Effet sur les streams de la présence d’un titre dans les playlists
En valeur relative, un effet similaire pour les émergents et établis
L’application d’un modèle1 nous permet d’observer que l’augmentation d’écoutes permise par l’inclusion en playlist est en proportion similaire pour les artistes émergents et les établis.
Sur les 18 jours suivants la mise en playlists les streams sont 20% plus élevés que le jour précédant la mise en playlist, pour les artistes établis.
Par ailleurs, l’effet observé sur les artistes émergents n’est pas significativement différent de celui des établis : en proportion, être mis en playlist leur fait bénéficier de la même croissance de leurs écoutes que les établis.
En valeur absolue, un effet supérieur pour les établis
Ce résultat de bénéfice semblable pour les émergents et pour les établis doit être nuancé. Avant leur ajout en playlist, les artistes émergents enregistrent en moyenne moins d’écoutes que les artistes établis. Ainsi, même si la hausse relative de leurs streams est comparable, elle se traduit mécaniquement par un volume d’écoutes supplémentaire plus faible.
À titre d’illustration, prenons deux artistes aux profils différents (Figures 2 et 3) : Yoa, encore émergente au moment de notre observation, et Zaz, déjà établie. Toutes deux ont vu l’un de leurs titres intégrés dans des playlists. Dans les deux cas, nous constatons une hausse des streams à partir du moment de la mise en playlist (signalée par la ligne rouge), avec une tendance de croissance plus marquée qu’avant cette inclusion. Dix jours après l’ajout en playlist, les deux morceaux présentent des taux de croissance comparables : +23% pour Yoa et +25% pour Zaz.


Cependant, comme les artistes émergents et établis ne partent pas des mêmes niveaux de streams, ceci influence directement les volumes générés.

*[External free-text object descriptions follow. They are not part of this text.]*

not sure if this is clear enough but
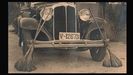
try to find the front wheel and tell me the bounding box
[88,29,106,61]
[20,29,32,55]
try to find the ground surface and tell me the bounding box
[8,28,126,73]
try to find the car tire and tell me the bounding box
[21,29,32,55]
[88,29,106,61]
[18,27,22,47]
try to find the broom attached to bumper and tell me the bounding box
[14,9,52,72]
[88,8,122,67]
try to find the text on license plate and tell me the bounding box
[59,32,80,40]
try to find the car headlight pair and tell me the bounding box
[40,8,91,22]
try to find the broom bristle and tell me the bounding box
[103,50,112,67]
[15,58,36,72]
[103,59,112,67]
[110,52,122,67]
[103,48,122,67]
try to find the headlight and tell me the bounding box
[40,7,53,21]
[78,9,91,21]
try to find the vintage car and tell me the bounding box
[16,2,109,61]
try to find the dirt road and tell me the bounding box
[8,31,126,73]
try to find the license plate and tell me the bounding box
[59,32,80,40]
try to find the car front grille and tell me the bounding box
[54,6,76,39]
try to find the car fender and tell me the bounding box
[19,18,38,30]
[84,17,109,39]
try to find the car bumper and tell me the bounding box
[28,39,109,48]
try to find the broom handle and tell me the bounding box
[88,8,107,40]
[24,20,47,58]
[88,8,109,48]
[24,10,52,58]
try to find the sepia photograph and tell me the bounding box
[8,2,126,73]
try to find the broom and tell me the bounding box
[88,8,122,67]
[15,44,36,71]
[14,22,43,71]
[14,9,51,72]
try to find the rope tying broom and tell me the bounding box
[15,9,52,72]
[88,8,122,67]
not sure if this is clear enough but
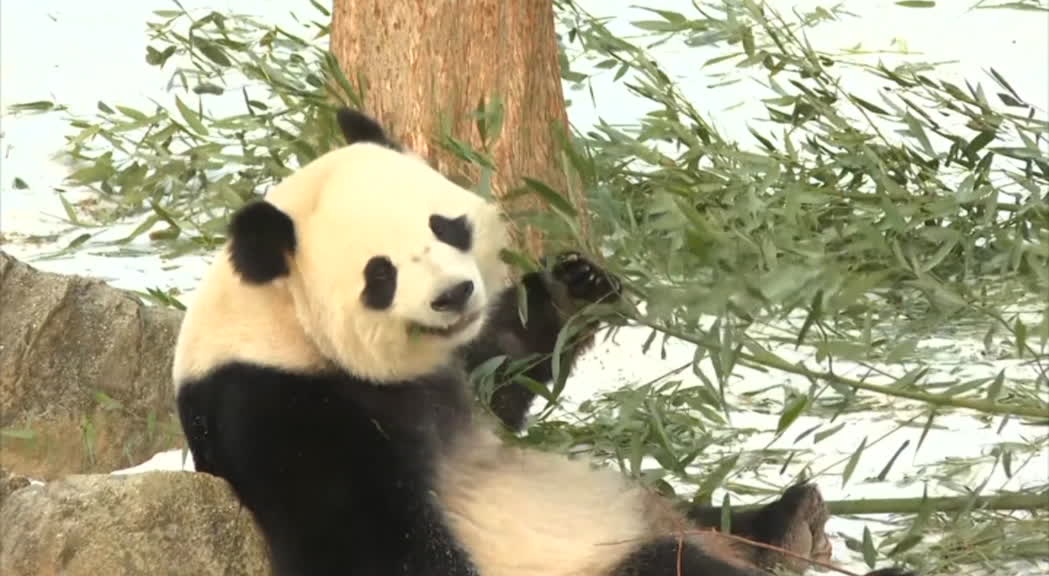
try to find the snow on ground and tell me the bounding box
[3,0,1046,574]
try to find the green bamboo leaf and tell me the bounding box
[795,291,821,349]
[889,488,932,556]
[637,7,687,23]
[0,428,37,440]
[896,1,936,6]
[692,454,740,505]
[521,177,577,217]
[8,100,56,113]
[94,391,124,411]
[175,96,208,135]
[67,163,113,184]
[964,130,997,156]
[119,105,155,123]
[862,525,877,569]
[498,248,538,274]
[194,38,231,66]
[1014,318,1027,357]
[893,367,927,389]
[66,233,91,249]
[308,0,330,16]
[741,27,755,58]
[193,83,224,95]
[842,436,868,487]
[468,354,506,386]
[986,369,1005,402]
[852,95,890,115]
[814,422,846,444]
[146,410,157,441]
[720,493,732,534]
[119,214,162,244]
[777,395,810,435]
[877,440,910,481]
[632,20,682,32]
[916,411,937,454]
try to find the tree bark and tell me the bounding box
[330,0,577,258]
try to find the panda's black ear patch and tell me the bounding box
[228,200,296,284]
[336,107,401,151]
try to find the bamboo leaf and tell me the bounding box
[986,369,1005,402]
[862,525,877,569]
[1014,318,1027,357]
[175,96,208,135]
[521,177,577,217]
[720,493,732,534]
[842,436,868,487]
[777,394,810,436]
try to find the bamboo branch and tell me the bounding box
[826,493,1049,515]
[640,320,1049,421]
[691,492,1049,518]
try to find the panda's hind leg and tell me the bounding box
[687,482,831,573]
[686,483,917,576]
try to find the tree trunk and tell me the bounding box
[330,0,577,258]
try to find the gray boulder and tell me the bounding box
[0,471,267,575]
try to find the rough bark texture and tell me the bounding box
[330,0,578,258]
[0,250,186,479]
[0,471,267,575]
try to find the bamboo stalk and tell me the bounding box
[826,493,1049,515]
[691,492,1049,518]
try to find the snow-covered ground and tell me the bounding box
[3,1,1046,574]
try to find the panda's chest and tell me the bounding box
[340,370,473,459]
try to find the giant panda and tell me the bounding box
[173,107,915,576]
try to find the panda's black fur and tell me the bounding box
[174,107,916,576]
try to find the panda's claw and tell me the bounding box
[550,251,621,303]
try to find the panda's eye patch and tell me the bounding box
[429,214,472,251]
[362,256,397,310]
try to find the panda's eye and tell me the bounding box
[362,256,397,310]
[429,214,472,252]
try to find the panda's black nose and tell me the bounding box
[431,280,474,312]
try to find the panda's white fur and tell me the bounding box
[173,108,913,576]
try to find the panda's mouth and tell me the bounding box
[412,310,483,338]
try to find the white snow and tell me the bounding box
[3,1,1046,574]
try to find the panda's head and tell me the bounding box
[220,108,509,382]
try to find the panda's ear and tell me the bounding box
[335,107,401,150]
[227,200,297,284]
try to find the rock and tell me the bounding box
[0,468,31,505]
[0,250,187,478]
[0,471,267,575]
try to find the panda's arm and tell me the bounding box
[461,252,621,431]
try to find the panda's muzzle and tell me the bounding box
[430,280,474,313]
[412,308,482,338]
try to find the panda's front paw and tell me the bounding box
[550,251,622,303]
[863,569,917,576]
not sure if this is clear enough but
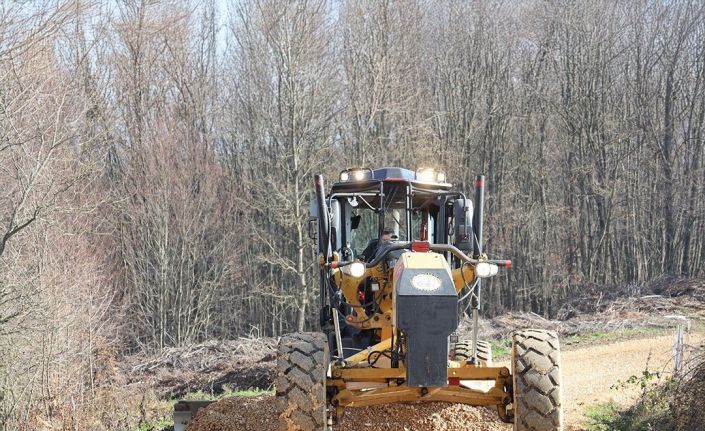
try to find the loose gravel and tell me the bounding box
[189,331,704,431]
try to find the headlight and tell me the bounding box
[348,262,366,278]
[411,273,442,291]
[437,172,446,183]
[475,262,498,278]
[340,171,350,181]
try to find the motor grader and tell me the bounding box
[276,167,563,430]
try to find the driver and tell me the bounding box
[361,226,396,262]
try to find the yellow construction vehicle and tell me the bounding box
[276,167,563,430]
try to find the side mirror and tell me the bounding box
[453,198,473,251]
[351,215,361,230]
[308,218,317,241]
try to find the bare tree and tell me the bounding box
[223,0,339,332]
[2,0,705,427]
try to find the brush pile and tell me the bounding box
[124,338,276,398]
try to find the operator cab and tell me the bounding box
[310,167,486,360]
[312,167,474,265]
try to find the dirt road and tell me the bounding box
[557,332,701,430]
[189,332,702,431]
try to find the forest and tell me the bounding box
[0,0,704,428]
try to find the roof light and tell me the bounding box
[339,168,372,182]
[417,168,436,182]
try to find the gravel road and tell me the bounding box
[188,331,702,431]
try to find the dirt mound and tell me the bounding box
[648,276,705,301]
[124,338,276,398]
[461,300,680,343]
[186,396,277,431]
[468,311,561,340]
[186,395,510,431]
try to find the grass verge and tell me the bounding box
[489,338,512,358]
[562,327,672,349]
[585,374,677,431]
[181,387,274,401]
[491,327,671,360]
[585,402,621,431]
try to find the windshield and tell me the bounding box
[349,208,378,257]
[343,185,438,257]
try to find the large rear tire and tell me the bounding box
[511,329,563,431]
[275,332,329,431]
[452,340,493,365]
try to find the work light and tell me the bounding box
[475,262,499,278]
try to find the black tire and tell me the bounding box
[452,340,493,365]
[275,332,329,431]
[511,329,563,431]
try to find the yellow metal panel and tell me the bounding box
[451,263,475,293]
[334,385,506,408]
[339,338,392,365]
[337,264,388,329]
[332,366,509,381]
[399,252,450,270]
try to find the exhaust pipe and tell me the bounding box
[472,175,485,258]
[314,174,332,329]
[314,174,330,259]
[470,175,485,363]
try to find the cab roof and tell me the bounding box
[329,167,453,194]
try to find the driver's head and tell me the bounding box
[382,226,395,241]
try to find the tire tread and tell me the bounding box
[276,332,328,430]
[512,329,563,431]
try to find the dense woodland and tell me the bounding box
[1,0,704,428]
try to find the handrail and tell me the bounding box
[327,241,511,269]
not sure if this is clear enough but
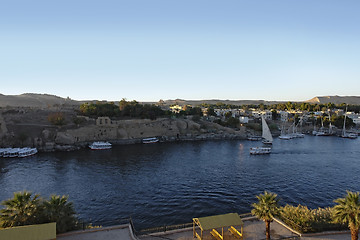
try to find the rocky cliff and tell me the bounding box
[0,108,246,151]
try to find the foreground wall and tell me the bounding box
[0,222,56,240]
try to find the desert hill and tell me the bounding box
[0,93,80,108]
[305,96,360,105]
[1,93,360,108]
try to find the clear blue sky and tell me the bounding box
[1,0,359,102]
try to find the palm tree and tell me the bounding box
[333,191,360,240]
[43,195,78,233]
[0,191,42,227]
[251,191,280,240]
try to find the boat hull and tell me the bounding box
[250,147,272,155]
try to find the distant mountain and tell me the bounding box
[305,96,360,105]
[1,93,359,108]
[0,93,79,108]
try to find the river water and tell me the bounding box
[0,136,359,229]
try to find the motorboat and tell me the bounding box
[247,136,262,141]
[250,147,272,155]
[3,148,21,158]
[18,148,38,157]
[0,147,38,158]
[89,141,112,150]
[142,137,159,144]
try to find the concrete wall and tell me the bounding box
[0,222,56,240]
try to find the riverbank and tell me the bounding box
[0,108,247,152]
[38,131,248,152]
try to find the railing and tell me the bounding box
[137,222,193,235]
[136,212,252,236]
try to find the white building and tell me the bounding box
[239,116,249,124]
[170,105,183,113]
[346,112,360,125]
[278,111,289,122]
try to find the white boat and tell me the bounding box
[89,141,112,150]
[18,148,38,157]
[279,134,292,140]
[341,107,358,139]
[261,115,273,145]
[0,147,38,158]
[250,115,273,155]
[0,148,12,157]
[247,136,262,141]
[142,137,159,144]
[2,148,21,158]
[250,147,272,155]
[279,124,292,140]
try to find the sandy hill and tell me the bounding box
[305,96,360,105]
[0,93,79,108]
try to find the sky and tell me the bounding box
[1,0,359,102]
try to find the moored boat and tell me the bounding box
[340,107,358,139]
[247,136,262,141]
[142,137,159,144]
[18,148,38,157]
[3,148,21,158]
[89,141,112,150]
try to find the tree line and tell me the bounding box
[201,102,360,113]
[80,99,166,120]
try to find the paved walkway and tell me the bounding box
[55,220,354,240]
[57,224,133,240]
[139,218,297,240]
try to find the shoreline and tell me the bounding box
[37,132,248,152]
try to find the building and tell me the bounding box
[170,105,183,114]
[278,111,289,122]
[239,116,249,124]
[96,117,112,126]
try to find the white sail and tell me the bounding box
[342,107,347,137]
[261,115,273,143]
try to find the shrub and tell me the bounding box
[280,204,346,233]
[48,112,66,126]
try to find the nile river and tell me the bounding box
[0,136,359,229]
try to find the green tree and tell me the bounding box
[333,191,360,240]
[0,191,43,228]
[271,110,278,120]
[226,117,240,128]
[43,195,78,233]
[252,191,280,240]
[224,112,232,119]
[206,108,216,116]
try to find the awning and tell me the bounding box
[193,213,243,231]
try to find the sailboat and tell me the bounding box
[261,115,273,144]
[250,115,272,155]
[341,108,358,139]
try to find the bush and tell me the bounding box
[48,112,66,126]
[280,204,346,233]
[73,116,86,125]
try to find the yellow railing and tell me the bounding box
[228,226,242,239]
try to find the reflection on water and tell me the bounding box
[0,137,359,229]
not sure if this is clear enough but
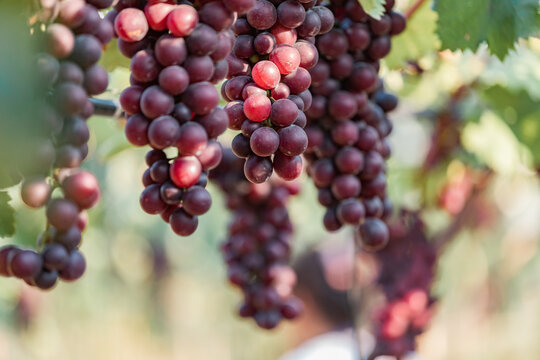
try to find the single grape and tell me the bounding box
[247,0,277,30]
[176,122,209,156]
[46,24,75,58]
[169,156,202,188]
[155,34,187,67]
[197,140,223,170]
[140,183,167,214]
[10,250,42,280]
[42,244,69,271]
[356,218,389,251]
[140,85,175,119]
[252,60,281,89]
[125,114,150,146]
[159,66,189,95]
[250,127,280,157]
[232,134,252,158]
[167,5,199,37]
[273,152,302,180]
[46,199,79,231]
[21,178,51,209]
[269,45,301,75]
[244,155,273,183]
[62,171,100,209]
[254,32,276,55]
[182,186,212,216]
[276,0,306,29]
[169,208,199,236]
[183,82,219,115]
[114,8,148,42]
[58,250,86,281]
[244,94,271,122]
[150,160,171,184]
[198,1,235,31]
[337,198,365,225]
[186,24,219,56]
[160,181,183,205]
[278,125,308,156]
[130,49,160,83]
[120,85,144,115]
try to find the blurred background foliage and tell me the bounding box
[1,0,540,359]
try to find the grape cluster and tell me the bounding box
[224,0,334,183]
[303,0,405,250]
[367,212,436,359]
[0,0,113,289]
[0,172,98,289]
[115,0,253,236]
[210,150,303,329]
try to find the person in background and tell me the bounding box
[279,241,374,360]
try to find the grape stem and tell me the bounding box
[404,0,427,19]
[90,98,124,118]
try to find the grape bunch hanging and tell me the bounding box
[304,0,405,250]
[225,0,334,183]
[116,0,253,236]
[211,150,303,329]
[367,212,437,359]
[0,0,113,289]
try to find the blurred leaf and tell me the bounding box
[461,110,534,173]
[0,169,20,190]
[385,0,439,68]
[481,85,540,164]
[480,45,540,101]
[0,192,15,238]
[97,132,135,161]
[100,39,130,72]
[434,0,540,59]
[359,0,385,20]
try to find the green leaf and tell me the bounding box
[0,168,20,190]
[99,39,130,72]
[461,110,534,173]
[359,0,386,20]
[480,45,540,101]
[0,192,16,238]
[480,85,540,165]
[385,0,439,68]
[434,0,540,59]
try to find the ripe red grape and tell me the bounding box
[252,60,281,89]
[115,8,149,42]
[243,94,271,122]
[170,156,202,188]
[167,5,199,37]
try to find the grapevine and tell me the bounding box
[0,1,538,359]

Ici, l’effet de la playlist profite aux deux, mais à des niveaux très différents : le morceau de Yoa gagne 4 711 streams supplémentaires en 10 jours, contre 172 824 pour Zaz, soit un écart de près de 168 000 streams.
Si les écarts de volumes de streams peuvent apparaître comme abstraits, il ne faut pas oublier que cette différence correspond, in fine, à une disparité de revenus réels. Ainsi, le gain financier permis par une inclusion en playlist tend à être davantage conséquent pour les établis, par comparaison aux émergents.
Capitaliser sur la notoriété des établis pour rendre les playlists plus attractives : le biais de popularité dans la recommandation éditoriale
Les choix éditoriaux observés mettent donc davantage en lumière les artistes établis que les émergents. Cela traduit une stratégie des curateurs : capitaliser sur la notoriété existante et sur le biais de popularité des auditeurs, enclins à écouter ce que d’autres écoutent déjà. Ce positionnement vise à garantir l’attractivité des playlists et à maximiser leur audience. Mais il introduit aussi un biais de recommandation : la visibilité offerte est différente, et les artistes émergents ne profitent pas des mêmes retombées que leurs homologues confirmés.
Conclusion
L’inclusion dans les playlists éditoriales d’artistes émergents, comme d’artistes établis a donc un effet notable, immédiat et positif sur leurs streams.
Mais comparativement aux établis, l’effet en valeur absolue est largement supérieur pour les établis, ce qui contribue à faire de la recommandation éditoriale un outil d’accentuation de la différence de popularité entre émergents et établis.
Notes
- ↑
Basé sur une event study permettant d’isoler l’impact de l’inclusion en playlist sur les streams, en comparant les gains pour les émergents et ceux pour les établis.